JOGJA BERKABAR – Tren gaya hidup ramah lingkungan mulai terasa di Yogyakarta. Anak muda sekarang tidak hanya fokus soal gaya, tapi juga mulai peduli dengan dampak yang mereka tinggalkan.
Pilihan produk yang digunakan sehari-hari mulai berubah. Banyak yang beralih ke barang yang lebih ramah lingkungan.
Perubahan ini terlihat dari kebiasaan kecil. Mulai dari bawa tas sendiri sampai memilih produk yang bisa dipakai ulang. Selain lebih peduli lingkungan, produk seperti ini juga punya nilai estetik. Jadi tetap keren dipakai.
Berikut beberapa tren produk ramah lingkungan yang mulai dilirik anak muda di Jogja:
Totebag dan tas kain
Tas kain jadi pengganti kantong plastik. Selain bisa dipakai berulang kali, desainnya juga beragam. Banyak yang tampil simpel tapi tetap menarik.
Tumbler dan botol minum
Anak muda sekarang lebih sering bawa botol minum sendiri. Selain hemat, ini juga mengurangi sampah botol plastik sekali pakai. Desainnya juga makin stylish.
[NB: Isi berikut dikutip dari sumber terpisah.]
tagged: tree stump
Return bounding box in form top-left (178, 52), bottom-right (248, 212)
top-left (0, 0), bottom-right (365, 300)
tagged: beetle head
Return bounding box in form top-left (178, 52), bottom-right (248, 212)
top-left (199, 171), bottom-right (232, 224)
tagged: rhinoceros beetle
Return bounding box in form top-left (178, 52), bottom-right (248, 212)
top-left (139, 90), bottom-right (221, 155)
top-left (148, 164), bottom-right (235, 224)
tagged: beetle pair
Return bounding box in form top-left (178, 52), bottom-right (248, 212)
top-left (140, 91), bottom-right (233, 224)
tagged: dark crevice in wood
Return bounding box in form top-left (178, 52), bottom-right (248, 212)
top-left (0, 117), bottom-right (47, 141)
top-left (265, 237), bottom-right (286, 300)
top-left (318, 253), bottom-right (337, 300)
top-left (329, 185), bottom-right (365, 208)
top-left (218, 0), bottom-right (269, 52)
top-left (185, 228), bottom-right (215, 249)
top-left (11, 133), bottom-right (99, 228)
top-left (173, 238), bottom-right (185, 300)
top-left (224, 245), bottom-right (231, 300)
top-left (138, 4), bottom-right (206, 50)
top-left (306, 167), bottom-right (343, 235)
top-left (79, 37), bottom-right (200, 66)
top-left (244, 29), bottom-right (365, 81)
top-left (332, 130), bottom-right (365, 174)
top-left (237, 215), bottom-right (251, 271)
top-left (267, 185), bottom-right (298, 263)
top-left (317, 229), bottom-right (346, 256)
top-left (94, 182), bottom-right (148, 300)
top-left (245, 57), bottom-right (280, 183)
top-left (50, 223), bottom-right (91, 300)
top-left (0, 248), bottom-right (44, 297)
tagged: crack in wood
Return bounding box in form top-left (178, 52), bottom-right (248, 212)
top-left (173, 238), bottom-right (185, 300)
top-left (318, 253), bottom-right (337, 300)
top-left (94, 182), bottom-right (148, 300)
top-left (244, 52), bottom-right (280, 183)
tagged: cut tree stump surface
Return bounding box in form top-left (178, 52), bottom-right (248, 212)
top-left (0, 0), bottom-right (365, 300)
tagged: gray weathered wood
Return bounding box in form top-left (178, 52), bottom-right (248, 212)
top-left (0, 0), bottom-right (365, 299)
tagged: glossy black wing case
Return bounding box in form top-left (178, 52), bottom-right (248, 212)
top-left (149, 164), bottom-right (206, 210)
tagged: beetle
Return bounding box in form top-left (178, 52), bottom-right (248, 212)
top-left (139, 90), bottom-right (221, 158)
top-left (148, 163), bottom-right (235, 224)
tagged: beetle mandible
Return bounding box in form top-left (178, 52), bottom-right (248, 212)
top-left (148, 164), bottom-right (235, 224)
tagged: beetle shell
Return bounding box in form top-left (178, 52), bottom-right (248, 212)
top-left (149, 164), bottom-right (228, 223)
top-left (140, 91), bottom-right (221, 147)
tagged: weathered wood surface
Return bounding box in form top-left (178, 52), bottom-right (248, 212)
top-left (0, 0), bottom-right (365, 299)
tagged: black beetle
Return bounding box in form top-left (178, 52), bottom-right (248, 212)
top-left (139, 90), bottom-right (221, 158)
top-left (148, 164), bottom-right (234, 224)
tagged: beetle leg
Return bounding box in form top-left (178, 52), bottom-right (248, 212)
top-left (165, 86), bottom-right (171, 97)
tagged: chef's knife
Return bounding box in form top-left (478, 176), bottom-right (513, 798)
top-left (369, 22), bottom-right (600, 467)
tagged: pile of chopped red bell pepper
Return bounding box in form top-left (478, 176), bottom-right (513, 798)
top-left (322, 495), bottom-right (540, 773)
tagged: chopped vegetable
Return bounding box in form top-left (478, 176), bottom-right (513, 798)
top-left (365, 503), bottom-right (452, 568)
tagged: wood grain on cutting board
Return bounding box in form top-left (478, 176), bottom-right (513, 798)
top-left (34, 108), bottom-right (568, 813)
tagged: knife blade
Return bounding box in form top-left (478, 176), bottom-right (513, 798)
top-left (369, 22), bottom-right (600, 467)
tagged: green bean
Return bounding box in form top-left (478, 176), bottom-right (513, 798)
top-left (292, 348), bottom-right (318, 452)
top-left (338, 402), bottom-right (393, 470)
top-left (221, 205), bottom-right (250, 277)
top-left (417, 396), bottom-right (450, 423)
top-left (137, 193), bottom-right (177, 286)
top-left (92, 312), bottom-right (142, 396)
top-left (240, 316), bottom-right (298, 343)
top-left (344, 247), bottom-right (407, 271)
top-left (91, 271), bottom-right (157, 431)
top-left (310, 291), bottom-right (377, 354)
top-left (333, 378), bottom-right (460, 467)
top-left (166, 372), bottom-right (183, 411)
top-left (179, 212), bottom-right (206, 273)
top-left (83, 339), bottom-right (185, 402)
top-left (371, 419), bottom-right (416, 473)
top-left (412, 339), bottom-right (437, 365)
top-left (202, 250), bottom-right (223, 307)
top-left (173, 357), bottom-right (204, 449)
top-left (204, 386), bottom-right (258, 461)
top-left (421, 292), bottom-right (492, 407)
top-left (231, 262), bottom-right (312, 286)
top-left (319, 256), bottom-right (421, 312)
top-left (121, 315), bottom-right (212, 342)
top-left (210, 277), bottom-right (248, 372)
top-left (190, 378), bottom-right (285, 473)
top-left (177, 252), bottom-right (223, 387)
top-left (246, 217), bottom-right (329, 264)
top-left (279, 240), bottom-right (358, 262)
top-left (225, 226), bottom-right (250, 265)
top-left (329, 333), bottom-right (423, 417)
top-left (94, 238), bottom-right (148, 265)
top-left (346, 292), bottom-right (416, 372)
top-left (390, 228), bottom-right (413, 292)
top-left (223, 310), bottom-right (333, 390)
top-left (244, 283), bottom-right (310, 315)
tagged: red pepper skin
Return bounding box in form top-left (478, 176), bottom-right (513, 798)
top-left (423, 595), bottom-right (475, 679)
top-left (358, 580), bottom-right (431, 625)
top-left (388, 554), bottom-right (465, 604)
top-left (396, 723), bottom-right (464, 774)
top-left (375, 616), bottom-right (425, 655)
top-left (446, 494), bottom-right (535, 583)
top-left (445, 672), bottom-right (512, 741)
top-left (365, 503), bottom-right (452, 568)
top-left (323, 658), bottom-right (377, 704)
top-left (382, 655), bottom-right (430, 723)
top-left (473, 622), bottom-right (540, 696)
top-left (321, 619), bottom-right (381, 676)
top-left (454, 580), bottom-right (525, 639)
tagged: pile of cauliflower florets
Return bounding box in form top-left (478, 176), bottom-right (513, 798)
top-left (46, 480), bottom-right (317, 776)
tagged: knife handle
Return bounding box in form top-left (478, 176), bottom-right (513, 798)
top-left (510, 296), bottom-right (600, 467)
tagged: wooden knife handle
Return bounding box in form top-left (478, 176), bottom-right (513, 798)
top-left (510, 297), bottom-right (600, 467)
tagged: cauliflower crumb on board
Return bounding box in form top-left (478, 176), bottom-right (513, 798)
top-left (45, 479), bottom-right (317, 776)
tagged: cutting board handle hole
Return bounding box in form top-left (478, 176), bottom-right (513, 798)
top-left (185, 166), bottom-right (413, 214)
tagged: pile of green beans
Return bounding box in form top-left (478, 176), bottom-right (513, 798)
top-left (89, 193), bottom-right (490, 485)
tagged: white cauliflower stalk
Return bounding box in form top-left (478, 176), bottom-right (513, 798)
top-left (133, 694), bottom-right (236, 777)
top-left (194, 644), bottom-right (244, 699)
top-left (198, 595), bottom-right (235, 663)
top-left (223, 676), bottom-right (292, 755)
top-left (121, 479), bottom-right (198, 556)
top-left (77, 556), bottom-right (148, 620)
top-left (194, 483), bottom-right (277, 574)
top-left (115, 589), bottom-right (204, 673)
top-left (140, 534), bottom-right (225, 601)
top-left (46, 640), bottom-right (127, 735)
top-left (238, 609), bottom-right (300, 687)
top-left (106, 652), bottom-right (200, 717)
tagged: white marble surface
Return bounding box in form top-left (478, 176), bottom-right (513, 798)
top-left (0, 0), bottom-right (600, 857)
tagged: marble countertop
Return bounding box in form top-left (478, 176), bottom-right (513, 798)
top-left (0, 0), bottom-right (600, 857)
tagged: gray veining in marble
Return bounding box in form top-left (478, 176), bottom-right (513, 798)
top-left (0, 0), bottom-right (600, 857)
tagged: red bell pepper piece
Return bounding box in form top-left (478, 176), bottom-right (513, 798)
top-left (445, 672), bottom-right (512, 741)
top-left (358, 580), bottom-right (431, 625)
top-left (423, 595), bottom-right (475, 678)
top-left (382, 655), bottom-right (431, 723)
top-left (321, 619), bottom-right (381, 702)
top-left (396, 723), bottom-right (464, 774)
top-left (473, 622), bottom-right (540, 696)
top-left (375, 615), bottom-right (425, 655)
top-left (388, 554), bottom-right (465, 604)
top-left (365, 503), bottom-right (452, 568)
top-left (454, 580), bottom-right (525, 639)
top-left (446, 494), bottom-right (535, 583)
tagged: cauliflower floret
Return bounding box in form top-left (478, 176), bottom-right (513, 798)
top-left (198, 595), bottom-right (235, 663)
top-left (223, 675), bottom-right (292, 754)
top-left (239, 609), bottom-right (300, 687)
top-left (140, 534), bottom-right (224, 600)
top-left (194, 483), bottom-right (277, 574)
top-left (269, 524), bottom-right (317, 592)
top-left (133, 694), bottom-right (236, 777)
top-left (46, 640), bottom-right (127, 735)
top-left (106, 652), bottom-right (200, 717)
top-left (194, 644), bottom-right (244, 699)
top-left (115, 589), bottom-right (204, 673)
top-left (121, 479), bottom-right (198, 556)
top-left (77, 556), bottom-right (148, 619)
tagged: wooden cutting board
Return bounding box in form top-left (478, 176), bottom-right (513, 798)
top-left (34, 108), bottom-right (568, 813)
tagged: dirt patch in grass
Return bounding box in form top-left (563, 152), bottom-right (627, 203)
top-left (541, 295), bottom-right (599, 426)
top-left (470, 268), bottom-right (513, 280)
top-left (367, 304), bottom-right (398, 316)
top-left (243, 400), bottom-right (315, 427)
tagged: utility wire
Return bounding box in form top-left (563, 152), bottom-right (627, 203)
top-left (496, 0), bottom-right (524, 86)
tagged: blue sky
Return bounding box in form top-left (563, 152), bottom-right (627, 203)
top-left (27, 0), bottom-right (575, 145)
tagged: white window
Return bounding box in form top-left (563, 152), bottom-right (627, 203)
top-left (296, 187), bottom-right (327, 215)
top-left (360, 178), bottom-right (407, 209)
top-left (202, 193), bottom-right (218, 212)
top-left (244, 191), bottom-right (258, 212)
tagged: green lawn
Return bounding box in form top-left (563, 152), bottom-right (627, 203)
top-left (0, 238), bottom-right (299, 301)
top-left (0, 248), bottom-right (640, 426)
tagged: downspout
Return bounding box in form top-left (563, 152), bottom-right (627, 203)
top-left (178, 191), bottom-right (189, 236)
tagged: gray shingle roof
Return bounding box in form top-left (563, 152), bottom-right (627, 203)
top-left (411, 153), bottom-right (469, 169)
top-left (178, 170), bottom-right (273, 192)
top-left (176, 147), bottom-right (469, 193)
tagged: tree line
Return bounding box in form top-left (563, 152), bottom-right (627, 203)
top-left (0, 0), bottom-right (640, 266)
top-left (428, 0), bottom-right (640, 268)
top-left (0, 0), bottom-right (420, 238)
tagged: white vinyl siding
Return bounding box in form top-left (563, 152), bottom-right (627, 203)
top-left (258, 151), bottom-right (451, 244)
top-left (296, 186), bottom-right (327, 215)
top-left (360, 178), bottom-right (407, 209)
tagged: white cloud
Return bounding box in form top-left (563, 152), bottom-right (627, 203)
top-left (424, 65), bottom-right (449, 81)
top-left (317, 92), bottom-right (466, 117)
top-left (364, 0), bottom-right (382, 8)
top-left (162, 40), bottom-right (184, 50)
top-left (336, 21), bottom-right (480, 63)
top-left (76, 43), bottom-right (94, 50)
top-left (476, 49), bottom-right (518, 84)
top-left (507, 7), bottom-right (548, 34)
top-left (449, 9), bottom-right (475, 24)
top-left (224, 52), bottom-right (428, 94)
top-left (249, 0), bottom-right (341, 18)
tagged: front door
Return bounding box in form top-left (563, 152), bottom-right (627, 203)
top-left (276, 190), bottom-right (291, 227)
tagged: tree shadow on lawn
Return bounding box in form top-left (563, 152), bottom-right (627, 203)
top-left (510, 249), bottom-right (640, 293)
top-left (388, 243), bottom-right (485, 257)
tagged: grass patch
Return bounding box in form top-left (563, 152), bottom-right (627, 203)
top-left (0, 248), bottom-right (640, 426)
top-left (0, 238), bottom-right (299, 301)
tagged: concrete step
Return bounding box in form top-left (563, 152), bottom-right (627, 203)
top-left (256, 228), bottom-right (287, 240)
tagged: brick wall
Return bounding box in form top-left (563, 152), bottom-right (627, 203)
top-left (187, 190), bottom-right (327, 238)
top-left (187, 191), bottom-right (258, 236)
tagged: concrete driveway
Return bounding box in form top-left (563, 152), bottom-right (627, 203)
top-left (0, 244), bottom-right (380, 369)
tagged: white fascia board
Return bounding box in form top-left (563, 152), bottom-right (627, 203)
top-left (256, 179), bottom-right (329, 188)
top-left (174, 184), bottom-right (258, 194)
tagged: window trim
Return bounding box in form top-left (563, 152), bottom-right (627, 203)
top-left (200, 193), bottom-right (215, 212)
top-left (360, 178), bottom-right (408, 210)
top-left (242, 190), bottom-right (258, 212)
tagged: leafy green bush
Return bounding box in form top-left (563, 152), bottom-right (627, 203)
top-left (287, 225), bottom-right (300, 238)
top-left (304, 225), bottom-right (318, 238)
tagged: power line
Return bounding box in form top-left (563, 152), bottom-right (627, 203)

Sedotan stainless atau bambu
Sedotan sekali pakai mulai ditinggalkan. Banyak yang beralih ke sedotan stainless atau bambu. Bisa dipakai berulang dan mudah dibawa.
Kemasan makanan ramah lingkungan
Beberapa produk makanan dan minuman mulai pakai kemasan kertas atau bahan alami. Selain lebih aman untuk lingkungan, tampilannya juga lebih estetik.
Produk thrift dan daur ulang
Barang bekas yang masih layak pakai mulai diminati. Bahkan banyak yang justru mencari produk thrift karena dianggap unik dan beda.
Produk lokal berbahan alami
Mulai dari sabun, skincare, sampai kerajinan tangan berbahan alami juga makin populer. Selain mendukung produk lokal, ini juga lebih ramah lingkungan.
Tas belanja anyaman atau bahan alami
Tas dari anyaman bambu atau rotan juga mulai banyak dipakai. Selain kuat, tampilannya juga punya ciri khas tersendiri.
Perubahan ini tidak terjadi begitu saja. Banyak kampanye dan edukasi yang ikut mendorong kesadaran. Media sosial juga punya peran besar. Banyak anak muda yang berbagi gaya hidup ramah lingkungan lewat konten mereka.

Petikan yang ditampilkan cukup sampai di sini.